This project implements a basic voice-based authentication system leveraging machine learning techniques. It uses audio feature extraction (MFCC and its derivatives) to model and recognize a specific speaker’s voice. The system enables a user to enroll with their voice and then authenticate future voice inputs using a trained Support Vector Machine (SVM) classifier.
The application is ideal for exploring the fundamentals of speaker recognition and machine learning-based audio processing.

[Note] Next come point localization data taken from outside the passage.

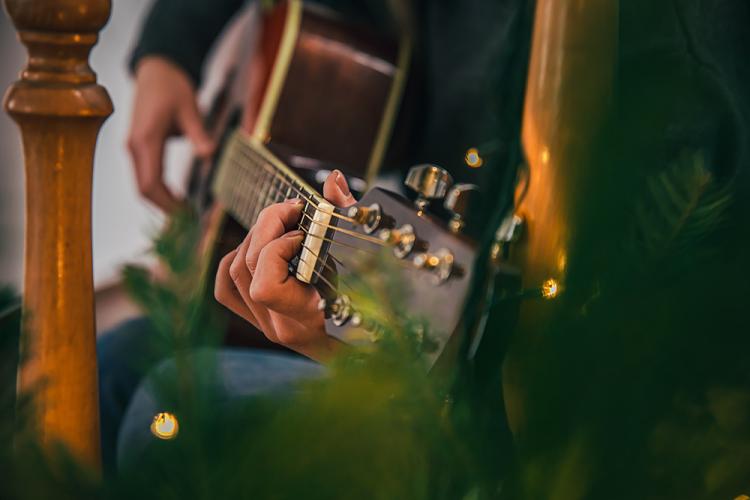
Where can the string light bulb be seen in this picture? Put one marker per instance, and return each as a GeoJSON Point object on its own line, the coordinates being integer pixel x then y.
{"type": "Point", "coordinates": [550, 289]}
{"type": "Point", "coordinates": [473, 159]}
{"type": "Point", "coordinates": [165, 426]}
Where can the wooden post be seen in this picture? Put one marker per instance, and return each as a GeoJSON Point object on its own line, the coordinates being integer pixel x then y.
{"type": "Point", "coordinates": [59, 109]}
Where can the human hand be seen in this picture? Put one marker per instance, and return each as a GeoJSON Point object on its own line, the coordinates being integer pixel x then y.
{"type": "Point", "coordinates": [165, 105]}
{"type": "Point", "coordinates": [253, 281]}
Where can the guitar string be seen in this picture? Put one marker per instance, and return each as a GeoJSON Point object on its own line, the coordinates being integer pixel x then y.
{"type": "Point", "coordinates": [276, 191]}
{"type": "Point", "coordinates": [334, 242]}
{"type": "Point", "coordinates": [290, 184]}
{"type": "Point", "coordinates": [264, 163]}
{"type": "Point", "coordinates": [323, 238]}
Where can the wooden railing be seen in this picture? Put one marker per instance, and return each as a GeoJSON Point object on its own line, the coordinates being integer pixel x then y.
{"type": "Point", "coordinates": [59, 108]}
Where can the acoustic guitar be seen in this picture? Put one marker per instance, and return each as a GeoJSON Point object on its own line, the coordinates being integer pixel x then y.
{"type": "Point", "coordinates": [320, 93]}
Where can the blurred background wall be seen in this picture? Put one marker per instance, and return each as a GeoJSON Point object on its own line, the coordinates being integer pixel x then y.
{"type": "Point", "coordinates": [122, 222]}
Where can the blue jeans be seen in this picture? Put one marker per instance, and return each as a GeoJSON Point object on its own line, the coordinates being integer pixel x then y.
{"type": "Point", "coordinates": [129, 398]}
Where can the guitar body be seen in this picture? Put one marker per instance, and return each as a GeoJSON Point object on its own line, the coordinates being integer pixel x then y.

Programming Language: Python
Libraries:
-
librosa – for audio loading and MFCC feature extraction
-
scikit-learn – for feature scaling and SVM classification
-
joblib – for saving and loading models
-
numpy – for numerical operations
-
Google Colab – for easy file uploads and execution
-
User Enrollment: Uploads two .wav files (user and non-user), extracts features, and trains an SVM model.
-
Voice Authentication: Authenticates a new voice sample against the trained model and returns success or failure with confidence.
-
Feature Extraction: Uses MFCC along with delta and delta-delta features to enhance speaker recognition.
-
Persistence: Saves both the trained model and scaler to disk for future use.
- User Enrollment:
-
The user uploads:
-
Their own .wav voice sample
-
A non-user .wav sample
-
-
MFCC + delta features are extracted from both.
-
A binary SVM classifier is trained and saved.
- Authentication:
-
The user uploads a new .wav sample.
-
The model extracts features and predicts whether it matches the enrolled user.
-
Authentication success/failure is reported based on probability threshold.